Teck Resources Ltd. logo

VANCOUVER – Teck Resources Ltd. is reporting a $2.1-billion loss for the third quarter, mostly because of a writedown of its coal assets.

The Vancouver-based company – which has one of Canada’s largest mining and smelting operations – says the writedowns reflect lower expectations for commodity prices.

“We are taking significant steps to meet the challenge of low commodity prices,” Tech chief executive Don Lindsay said in a statement.

In fact, excluding the writedowns, Teck’s adjusted earnings and revenue did better than analyst estimates.

The third-quarter including $2.2 billion of writedowns resulted in a net loss of $3.73 per share, compared with a profit of 14 cents per share or $84 million last year.

Excluding the writedowns – which are a non-cash expense reflecting the lower long-term value of the business – Teck had an adjusted profit of $29 million or five cents per share, down from $159 million or 28 cents per share last year.

Revenue totalled $2.1 billion in the three months ended Sept. 30, down from $2.250 billion a year earlier.

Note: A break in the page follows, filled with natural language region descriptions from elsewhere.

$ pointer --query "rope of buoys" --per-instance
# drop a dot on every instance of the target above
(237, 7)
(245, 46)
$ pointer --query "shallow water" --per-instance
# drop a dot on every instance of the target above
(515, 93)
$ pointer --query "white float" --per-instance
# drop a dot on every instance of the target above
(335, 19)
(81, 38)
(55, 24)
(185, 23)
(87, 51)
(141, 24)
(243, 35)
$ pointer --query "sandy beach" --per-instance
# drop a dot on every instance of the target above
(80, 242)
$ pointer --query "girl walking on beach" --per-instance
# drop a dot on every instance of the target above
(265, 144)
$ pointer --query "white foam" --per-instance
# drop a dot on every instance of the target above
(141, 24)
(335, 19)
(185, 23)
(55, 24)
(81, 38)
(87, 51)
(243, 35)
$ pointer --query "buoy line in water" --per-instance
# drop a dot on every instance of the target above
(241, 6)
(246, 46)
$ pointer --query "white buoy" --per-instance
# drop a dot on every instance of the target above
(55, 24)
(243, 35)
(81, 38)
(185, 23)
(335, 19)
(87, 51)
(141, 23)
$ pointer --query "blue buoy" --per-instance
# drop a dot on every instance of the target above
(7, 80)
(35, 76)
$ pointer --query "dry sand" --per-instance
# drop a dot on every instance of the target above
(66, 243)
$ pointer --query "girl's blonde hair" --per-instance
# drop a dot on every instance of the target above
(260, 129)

Analysts had estimated $1.96 billion of revenue, one cent peer share of adjusted earnings and net income of six cents per share, according to Thomson Reuters.

The asset impairments totalled $2.2 billion, including $1.5 billion for Teck’s steelmaking coal assets.

Teck say its copper assets were written down by $300 million and the value of its share of the Fort Hills oil sands project was cut by $400 million.

Lindsay said the company has taken significant steps to reduce its cash costs and has also raised nearly $1 billion in advance payments for some of its future gold and silver production.

“We used a portion of those proceeds to reduce debt by $400 million and our current cash balance of $1.8 billion exceeds our remaining $1.5 billion share of capital required for Fort Hills,” Lindsay said in a statement.

Teck also reduced production and inventories of steel-making coal by shutting down operations for three weeks in the third quarter. It said production in the fourth quarter, which began Oct. 1, will be aligned with sales volumes.

It is using US$89 per tonne as its benchmark for highest-quality coal and total sales in the fourth quarter are expected to be at least six million tonnes.